This Knowledge Exchange Strategic Plan (KESP) aims to provide a cohesive approach to the
development of knowledge exchange activities set within a long-term direction and offering
best possible use of resources for maximum educational, economic and social impacts.
The KESP has been developed using a Pakistan evidence base and drawing on expertise and
experience from global, specifically UK, knowledge exchange apex bodies, universities,
business and other stakeholders. This will place Pakistan at the forefront of thinking and
development approaches to knowledge exchange giving the country an opportunity to leap
frog quickly up the world performance tables (with regard to the knowledge economy and
exchange). Assuming the operating environment remains favourable and there is relative
stability, whether the country is able to capitalise on this advantage will be down to the
effectiveness and motivation of implementation and implementers respectively.
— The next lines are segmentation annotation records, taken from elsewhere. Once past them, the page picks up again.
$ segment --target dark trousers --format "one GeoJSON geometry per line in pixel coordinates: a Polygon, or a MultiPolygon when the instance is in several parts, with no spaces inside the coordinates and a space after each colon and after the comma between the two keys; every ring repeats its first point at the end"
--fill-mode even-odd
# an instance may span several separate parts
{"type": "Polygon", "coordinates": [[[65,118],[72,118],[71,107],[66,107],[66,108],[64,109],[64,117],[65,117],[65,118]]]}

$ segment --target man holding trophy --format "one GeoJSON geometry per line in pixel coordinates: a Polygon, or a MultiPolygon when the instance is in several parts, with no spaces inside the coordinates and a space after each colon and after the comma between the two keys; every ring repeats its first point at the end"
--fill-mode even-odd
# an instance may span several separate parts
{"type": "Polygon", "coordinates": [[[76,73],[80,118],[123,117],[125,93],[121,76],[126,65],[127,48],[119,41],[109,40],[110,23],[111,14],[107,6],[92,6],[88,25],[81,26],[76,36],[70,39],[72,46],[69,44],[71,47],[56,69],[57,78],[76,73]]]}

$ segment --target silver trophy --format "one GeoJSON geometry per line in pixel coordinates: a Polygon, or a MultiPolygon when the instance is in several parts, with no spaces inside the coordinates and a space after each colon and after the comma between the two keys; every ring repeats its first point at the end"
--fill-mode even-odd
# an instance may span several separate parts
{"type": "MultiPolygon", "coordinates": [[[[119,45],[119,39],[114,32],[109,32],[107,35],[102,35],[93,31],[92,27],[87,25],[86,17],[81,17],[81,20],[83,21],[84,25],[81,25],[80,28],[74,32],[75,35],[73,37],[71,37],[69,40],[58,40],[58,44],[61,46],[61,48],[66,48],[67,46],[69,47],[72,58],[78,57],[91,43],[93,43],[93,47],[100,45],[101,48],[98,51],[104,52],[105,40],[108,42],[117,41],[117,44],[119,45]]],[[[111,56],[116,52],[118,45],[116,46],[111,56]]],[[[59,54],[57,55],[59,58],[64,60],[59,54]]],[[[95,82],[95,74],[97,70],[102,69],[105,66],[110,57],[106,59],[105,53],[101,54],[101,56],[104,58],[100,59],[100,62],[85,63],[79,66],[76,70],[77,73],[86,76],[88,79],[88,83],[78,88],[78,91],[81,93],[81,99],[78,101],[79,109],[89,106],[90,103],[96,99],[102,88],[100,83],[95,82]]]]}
The KESP is the guidance for HEC to drive knowledge exchange activity in Pakistan.
However HEC will rely on the buy-in and support of apex bodies and key stakeholders from
the other exchange communities i.e. business, public and third sector, to be effective. This is
part of HEC’s role as described in the Plan Part Two.
The document provides specific achievable goals and overview action plans and guidance on
how to meet these goals. It stops short of providing the tool kits or support resources
recommended: these should be developed in the period before implementation (March June 2012). It is anticipated that this will form a baseline document, a starting point for new
teams, KE professionals and leaders from which they will develop their own thinking and
actions, their own ways of achieving the objectives described. We expect knowledge
exchange in Pakistan to evolve in an iterative process: this document’s role is to set the
scene, provide the scope and give direction.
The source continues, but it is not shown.